Ireland, and a small number of other nations, including South Korea and Poland, have been successful in their lobbying efforts to secure country-specific addendum paragraphs to the detailed immigration bill that give their citizens benefits not necessarily extended to other foreigners.
As per the current proposal, 10,500 Irish graduates annually could receive work visas generally reserved for foreigners considered “highly-skilled”. If the legislation comes to fruition, experienced workers should also find it easier to gain citizenship, allowing them to travel back and forth to Ireland whenever they wished.
Hours before the voting took place, Obama announced his eagerness to act rapidly: “There's no reason Congress can't get this done by the end of the summer. There's no good reason to play procedural games or engage in obstruction just to block the best chance we've had in years to address this problem in a way that's fair to middle-class families, business owners and legal immigrants.”

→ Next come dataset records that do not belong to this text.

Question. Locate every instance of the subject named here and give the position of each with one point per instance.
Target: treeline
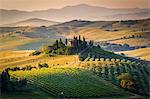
(68, 47)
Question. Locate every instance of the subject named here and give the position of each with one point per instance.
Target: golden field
(142, 53)
(22, 58)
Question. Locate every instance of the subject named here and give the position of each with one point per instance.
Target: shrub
(36, 53)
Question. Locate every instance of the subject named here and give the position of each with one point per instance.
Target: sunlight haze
(29, 5)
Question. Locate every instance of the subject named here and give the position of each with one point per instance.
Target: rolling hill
(132, 32)
(72, 12)
(142, 53)
(33, 22)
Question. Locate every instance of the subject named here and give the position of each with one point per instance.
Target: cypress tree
(57, 44)
(66, 41)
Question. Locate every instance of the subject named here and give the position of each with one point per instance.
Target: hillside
(120, 32)
(81, 11)
(33, 22)
(72, 82)
(142, 53)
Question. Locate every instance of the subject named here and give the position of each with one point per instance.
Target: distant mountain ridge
(31, 22)
(82, 11)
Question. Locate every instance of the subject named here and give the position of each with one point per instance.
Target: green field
(73, 82)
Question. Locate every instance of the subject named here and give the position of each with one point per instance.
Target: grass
(22, 58)
(73, 82)
(97, 34)
(31, 92)
(142, 53)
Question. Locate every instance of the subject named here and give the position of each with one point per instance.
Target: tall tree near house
(60, 40)
(79, 38)
(57, 44)
(66, 41)
(83, 39)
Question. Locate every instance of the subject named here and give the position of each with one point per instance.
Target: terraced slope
(22, 58)
(72, 82)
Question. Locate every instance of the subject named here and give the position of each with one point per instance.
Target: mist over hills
(82, 11)
(34, 22)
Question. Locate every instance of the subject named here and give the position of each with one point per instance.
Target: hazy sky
(29, 5)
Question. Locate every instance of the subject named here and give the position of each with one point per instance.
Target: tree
(60, 40)
(57, 44)
(84, 39)
(126, 81)
(66, 41)
(45, 49)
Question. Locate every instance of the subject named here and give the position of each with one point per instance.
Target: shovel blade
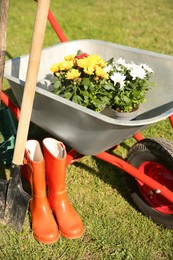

An unnamed Irish-American group, working with the Irish Embassy, had employed the services of former Representative Bruce Morrison, Democrat of Connecticut, to help push the cause, according to the New York Times last month, arguing that certain changes in law decades ago created an unfair barrier to citizens of Ireland in gaining access to the US.
The proposals have drawn some degree of criticism from some US quarters who are concerned that the additional provisions may encourage an influx of foreigners, undermining US workers looking for opportunities in an already struggling American economy.